In his classic paper How to Build a Highly Available System Using Consensus Butler Lampson laid out a pattern that’s become very popular in the design of large-scale highly-available systems. Consensus is used to deal with unusual situations like host failures (Lampson says reserved for emergencies), and leases (time-limited locks) provide efficient normal operation. The paper lays out a roadmap for implementing systems of this kind, leaving just the implementation details to the reader.

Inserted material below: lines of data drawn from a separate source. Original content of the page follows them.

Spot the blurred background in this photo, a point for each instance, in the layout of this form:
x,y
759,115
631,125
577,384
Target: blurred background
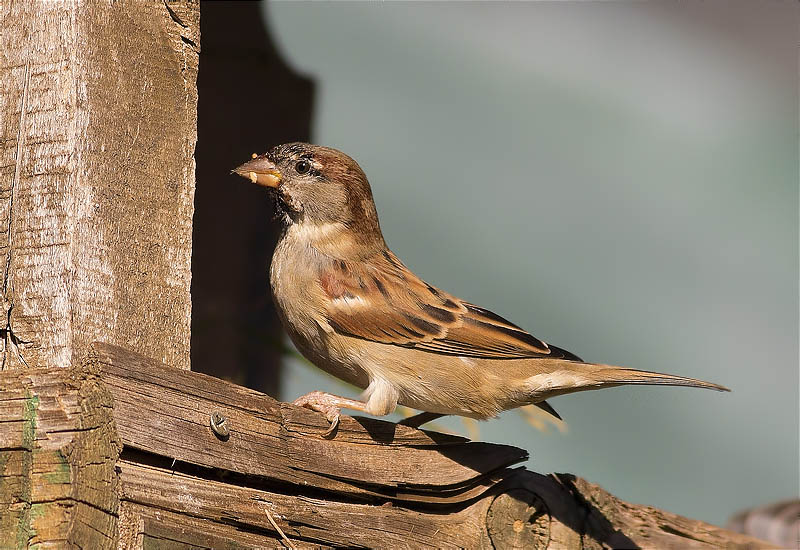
x,y
621,179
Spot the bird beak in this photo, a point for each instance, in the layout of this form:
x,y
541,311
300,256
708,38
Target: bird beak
x,y
260,171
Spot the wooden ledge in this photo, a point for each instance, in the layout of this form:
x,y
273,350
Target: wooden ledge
x,y
120,452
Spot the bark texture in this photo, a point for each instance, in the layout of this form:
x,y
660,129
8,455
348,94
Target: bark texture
x,y
97,135
125,452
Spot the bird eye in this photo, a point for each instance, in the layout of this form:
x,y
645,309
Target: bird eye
x,y
302,166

The core algorithm behind this paper, Paxos, is famous for its complexity and subtlety. Lampson, like many who came after him1, try to build a framework of specific implementation details around it to make it more approachable. It’s effective, but incomplete. The challenge is that Paxos’s subtlety is only one of the hard parts of building a consensus system. There are three categories of challenges that I see people completely overlook.
“How can we arrange for each replica to do the same thing? Adopting a scheme first proposed by Lamport, we build each replica as a deterministic state machine; this means that the transition relation is a function from (state, input) to (new state, output). It is customary to call one of these replicas a ‘process’. Several processes that start in the same state and see the same sequence of inputs will do the same thing, that is, end up in the same state and produce the same outputs” – Butler Lampson (from How to Build a Highly Available System Using Consensus).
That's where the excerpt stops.